Sprinkle the grated almonds on the dough, then put the apples on it. Cut carefully lengthwise into the apples. Melt the remaining 20g of butter and brush the apples with it. 

Put the springform pan into the oven and bake for 35 minutes.

Meanwhile beat the remaining 100g sugar, the vanilla sugar, the cream and three eggs together until you get an even cream. 

After the 35 minutes of baking take the pie out of the oven and pour the cream over the apples.

Bake for another 20 minutes.

Let the pie cool down for about an hour on a cooling tray.


Für eine Torte braucht man:

200g Mehl
140g Zucker
120g Butter
50g gemahlene Mandeln
4 Eier
2 tsp Vanillezucker
125ml Sahne
3-4 Äpfel

Ofen auf 200° vorheizen.

Äpfel schälen, in 4 Stücke schneiden und das Kerngehäuse entfernen.

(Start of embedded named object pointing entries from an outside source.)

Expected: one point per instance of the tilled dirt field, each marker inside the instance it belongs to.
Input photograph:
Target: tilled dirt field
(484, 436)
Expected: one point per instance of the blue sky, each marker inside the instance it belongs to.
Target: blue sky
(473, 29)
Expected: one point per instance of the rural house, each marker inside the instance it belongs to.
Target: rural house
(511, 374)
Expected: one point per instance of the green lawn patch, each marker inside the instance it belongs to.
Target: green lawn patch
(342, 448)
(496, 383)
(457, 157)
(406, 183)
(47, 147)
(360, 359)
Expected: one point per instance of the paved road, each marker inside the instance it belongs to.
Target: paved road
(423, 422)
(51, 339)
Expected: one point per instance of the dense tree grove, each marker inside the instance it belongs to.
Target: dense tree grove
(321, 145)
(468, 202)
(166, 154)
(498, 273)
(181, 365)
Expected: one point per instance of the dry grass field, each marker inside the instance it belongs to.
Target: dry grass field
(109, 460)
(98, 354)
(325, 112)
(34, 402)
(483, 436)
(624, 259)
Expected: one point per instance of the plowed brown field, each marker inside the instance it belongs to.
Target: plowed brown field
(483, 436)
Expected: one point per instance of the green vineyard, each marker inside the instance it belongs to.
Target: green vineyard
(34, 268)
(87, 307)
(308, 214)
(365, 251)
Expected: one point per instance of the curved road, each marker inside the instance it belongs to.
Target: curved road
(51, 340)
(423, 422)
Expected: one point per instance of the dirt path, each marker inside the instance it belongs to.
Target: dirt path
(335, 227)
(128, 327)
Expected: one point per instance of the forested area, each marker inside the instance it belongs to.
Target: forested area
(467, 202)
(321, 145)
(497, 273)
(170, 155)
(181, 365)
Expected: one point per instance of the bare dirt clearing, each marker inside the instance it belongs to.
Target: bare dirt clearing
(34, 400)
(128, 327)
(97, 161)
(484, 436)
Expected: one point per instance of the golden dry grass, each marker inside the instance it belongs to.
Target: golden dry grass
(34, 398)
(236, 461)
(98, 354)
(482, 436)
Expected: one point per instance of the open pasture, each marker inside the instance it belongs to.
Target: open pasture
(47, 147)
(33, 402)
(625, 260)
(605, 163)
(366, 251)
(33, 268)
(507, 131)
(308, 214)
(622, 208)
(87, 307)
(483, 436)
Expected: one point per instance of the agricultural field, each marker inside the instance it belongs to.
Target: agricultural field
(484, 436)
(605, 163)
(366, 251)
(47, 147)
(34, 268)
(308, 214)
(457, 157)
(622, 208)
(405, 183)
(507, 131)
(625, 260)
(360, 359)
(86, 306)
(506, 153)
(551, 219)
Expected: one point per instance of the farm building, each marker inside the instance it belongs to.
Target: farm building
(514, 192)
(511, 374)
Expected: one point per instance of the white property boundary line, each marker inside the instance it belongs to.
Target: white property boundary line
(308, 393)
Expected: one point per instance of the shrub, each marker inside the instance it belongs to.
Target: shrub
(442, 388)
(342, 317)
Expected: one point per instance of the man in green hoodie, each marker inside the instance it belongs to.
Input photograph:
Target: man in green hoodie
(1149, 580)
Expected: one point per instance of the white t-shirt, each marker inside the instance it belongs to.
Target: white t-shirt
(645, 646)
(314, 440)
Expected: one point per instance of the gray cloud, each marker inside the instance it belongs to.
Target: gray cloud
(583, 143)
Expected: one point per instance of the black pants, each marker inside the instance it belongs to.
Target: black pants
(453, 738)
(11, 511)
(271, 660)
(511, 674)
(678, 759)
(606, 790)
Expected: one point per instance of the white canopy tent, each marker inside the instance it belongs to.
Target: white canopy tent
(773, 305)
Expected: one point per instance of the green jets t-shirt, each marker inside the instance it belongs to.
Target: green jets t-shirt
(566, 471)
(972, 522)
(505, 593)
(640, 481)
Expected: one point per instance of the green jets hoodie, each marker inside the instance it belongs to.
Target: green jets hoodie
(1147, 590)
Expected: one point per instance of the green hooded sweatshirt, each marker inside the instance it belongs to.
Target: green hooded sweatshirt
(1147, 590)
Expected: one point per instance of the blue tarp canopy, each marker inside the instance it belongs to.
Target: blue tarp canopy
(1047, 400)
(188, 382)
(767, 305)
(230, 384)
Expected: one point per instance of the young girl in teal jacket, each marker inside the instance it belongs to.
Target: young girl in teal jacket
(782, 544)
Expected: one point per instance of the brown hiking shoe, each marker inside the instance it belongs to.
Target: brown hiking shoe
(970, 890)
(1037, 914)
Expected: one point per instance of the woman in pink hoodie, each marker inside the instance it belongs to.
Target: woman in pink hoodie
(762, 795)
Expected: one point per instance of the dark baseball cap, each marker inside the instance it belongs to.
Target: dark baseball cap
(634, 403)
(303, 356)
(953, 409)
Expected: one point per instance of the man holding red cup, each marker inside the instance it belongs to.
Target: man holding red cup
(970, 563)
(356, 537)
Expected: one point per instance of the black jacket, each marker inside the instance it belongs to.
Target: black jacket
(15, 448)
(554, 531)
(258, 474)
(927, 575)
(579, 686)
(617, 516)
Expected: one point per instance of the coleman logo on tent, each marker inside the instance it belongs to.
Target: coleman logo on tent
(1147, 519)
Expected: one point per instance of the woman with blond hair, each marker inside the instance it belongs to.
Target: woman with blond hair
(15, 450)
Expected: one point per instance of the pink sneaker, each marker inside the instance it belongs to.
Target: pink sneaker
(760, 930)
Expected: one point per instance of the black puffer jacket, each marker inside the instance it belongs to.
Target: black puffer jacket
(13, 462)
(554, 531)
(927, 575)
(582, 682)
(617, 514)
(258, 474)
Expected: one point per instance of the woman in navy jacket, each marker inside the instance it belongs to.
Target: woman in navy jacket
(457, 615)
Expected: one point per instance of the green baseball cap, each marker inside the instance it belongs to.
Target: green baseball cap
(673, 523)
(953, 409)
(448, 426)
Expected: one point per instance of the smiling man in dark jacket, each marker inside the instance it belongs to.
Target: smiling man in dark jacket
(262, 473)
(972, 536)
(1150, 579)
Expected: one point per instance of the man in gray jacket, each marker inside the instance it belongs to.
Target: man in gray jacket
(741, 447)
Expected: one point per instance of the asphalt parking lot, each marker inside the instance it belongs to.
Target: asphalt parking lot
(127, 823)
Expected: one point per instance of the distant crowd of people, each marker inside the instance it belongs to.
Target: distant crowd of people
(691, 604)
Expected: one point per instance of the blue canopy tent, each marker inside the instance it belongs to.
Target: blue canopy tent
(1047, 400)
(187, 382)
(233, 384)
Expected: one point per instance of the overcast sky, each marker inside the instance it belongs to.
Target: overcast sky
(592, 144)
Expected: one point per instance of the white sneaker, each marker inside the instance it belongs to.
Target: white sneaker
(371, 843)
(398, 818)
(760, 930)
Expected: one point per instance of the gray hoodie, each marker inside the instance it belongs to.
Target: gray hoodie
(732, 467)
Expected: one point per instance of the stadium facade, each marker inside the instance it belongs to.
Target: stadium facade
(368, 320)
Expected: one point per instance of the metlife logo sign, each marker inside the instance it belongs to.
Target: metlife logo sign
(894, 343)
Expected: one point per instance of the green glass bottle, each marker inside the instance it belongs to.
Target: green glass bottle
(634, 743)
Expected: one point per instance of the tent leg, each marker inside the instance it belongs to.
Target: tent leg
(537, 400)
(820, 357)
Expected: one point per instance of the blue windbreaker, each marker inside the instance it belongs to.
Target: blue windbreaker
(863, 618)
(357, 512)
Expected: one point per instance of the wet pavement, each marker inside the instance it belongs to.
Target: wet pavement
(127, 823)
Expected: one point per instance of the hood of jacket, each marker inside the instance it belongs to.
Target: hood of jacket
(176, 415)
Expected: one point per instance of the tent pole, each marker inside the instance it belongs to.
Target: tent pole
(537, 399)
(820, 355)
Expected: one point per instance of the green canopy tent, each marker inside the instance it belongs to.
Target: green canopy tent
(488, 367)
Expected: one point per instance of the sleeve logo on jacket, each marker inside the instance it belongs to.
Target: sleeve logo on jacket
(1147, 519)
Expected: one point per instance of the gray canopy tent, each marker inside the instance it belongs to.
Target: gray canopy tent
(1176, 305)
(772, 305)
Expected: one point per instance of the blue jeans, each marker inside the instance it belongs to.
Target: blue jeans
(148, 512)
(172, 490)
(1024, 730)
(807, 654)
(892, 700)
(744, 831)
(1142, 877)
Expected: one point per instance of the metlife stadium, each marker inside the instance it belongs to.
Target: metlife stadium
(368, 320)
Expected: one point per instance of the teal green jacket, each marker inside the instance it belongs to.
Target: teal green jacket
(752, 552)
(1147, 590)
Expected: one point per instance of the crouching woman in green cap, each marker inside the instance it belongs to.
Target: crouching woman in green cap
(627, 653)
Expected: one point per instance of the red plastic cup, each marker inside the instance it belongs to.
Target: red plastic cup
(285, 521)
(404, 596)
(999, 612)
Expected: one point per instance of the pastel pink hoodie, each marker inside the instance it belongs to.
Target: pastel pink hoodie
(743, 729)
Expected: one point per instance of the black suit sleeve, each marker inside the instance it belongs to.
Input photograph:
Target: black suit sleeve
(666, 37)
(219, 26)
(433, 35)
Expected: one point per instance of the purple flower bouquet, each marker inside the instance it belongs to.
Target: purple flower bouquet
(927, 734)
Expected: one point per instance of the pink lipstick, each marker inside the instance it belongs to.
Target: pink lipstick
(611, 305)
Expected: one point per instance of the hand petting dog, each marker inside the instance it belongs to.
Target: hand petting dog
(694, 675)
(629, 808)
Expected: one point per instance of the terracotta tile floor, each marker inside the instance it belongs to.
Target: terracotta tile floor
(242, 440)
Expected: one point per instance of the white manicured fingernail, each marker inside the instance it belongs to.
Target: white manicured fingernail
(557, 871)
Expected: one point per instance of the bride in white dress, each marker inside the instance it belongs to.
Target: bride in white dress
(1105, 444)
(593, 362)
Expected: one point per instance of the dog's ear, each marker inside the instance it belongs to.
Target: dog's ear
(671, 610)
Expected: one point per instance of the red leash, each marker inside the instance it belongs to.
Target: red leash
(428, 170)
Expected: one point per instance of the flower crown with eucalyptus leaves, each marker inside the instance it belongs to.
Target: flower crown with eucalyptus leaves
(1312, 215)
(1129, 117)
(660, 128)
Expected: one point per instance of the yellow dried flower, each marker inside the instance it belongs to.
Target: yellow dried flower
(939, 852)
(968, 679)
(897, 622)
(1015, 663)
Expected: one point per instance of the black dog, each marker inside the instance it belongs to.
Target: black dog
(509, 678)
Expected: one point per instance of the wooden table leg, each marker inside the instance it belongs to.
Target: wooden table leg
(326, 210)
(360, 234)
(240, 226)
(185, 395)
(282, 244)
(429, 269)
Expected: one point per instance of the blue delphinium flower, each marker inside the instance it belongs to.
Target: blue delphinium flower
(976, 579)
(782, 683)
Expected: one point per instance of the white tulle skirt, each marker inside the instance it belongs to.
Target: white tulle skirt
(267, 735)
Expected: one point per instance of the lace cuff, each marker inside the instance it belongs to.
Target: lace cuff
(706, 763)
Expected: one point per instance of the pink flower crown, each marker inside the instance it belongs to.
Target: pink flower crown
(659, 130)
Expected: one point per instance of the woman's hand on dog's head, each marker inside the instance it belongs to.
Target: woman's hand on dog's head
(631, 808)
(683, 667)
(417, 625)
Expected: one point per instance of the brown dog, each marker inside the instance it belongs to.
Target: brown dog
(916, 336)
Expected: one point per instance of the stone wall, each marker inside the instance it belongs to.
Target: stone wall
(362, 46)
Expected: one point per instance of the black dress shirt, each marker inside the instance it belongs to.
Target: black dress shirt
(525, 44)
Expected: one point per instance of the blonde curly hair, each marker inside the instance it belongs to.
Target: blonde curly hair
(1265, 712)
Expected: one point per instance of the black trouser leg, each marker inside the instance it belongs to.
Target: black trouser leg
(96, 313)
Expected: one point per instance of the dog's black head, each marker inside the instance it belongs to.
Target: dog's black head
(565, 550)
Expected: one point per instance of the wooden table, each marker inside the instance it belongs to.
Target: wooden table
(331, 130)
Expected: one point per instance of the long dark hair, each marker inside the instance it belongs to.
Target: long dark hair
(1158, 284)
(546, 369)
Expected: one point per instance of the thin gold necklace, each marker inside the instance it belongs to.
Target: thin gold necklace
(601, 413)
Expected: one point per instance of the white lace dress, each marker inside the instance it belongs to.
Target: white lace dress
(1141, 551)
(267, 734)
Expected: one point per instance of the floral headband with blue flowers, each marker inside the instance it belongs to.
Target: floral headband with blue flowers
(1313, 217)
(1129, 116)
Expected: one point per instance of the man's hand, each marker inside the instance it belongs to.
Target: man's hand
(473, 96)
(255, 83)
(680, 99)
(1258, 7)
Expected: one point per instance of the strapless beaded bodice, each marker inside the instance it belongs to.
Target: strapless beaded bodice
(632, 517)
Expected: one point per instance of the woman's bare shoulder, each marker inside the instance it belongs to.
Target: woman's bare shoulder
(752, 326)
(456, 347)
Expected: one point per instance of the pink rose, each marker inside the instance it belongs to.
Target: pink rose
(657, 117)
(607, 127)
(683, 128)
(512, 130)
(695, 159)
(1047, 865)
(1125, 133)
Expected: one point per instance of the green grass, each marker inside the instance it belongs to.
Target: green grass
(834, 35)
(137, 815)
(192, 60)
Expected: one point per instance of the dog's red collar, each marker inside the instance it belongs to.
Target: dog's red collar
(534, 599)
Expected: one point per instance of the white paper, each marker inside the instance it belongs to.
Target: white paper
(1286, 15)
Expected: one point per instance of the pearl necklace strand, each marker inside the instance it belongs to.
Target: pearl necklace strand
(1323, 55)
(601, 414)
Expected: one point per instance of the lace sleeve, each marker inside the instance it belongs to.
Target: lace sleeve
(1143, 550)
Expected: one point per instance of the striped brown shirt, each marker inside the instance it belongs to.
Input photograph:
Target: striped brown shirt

Aus Mehl, 40g Zucker, Butter und Wasser einen ebenmäßigen Knetteig formen, ausrollen und in eine Springform geben.

Den Teigboden dann mit den gemahlenen Mandel bestreuen darauflegen. Dann die Äpfel vorsichtig längs einschneiden. Restliche Butter schmelzen und die Äpfel damit bestreichen. 

Die Springform in den Ofen geben und für 35 Minuten backen.

Währenddessen die 100g Zucker, den Vanillezucker, die Sahne und die restlichen 3 Eier schaumig schlagen bis eine ebene Creme entsteht. 

Nach 35 Minuten die Torte aus dem Ofen nehmen und die Torte mit der Creme übergießen und dann weitere 20 Minuten backen.

Die Torte auf einem Blech gut auskühlen lassen.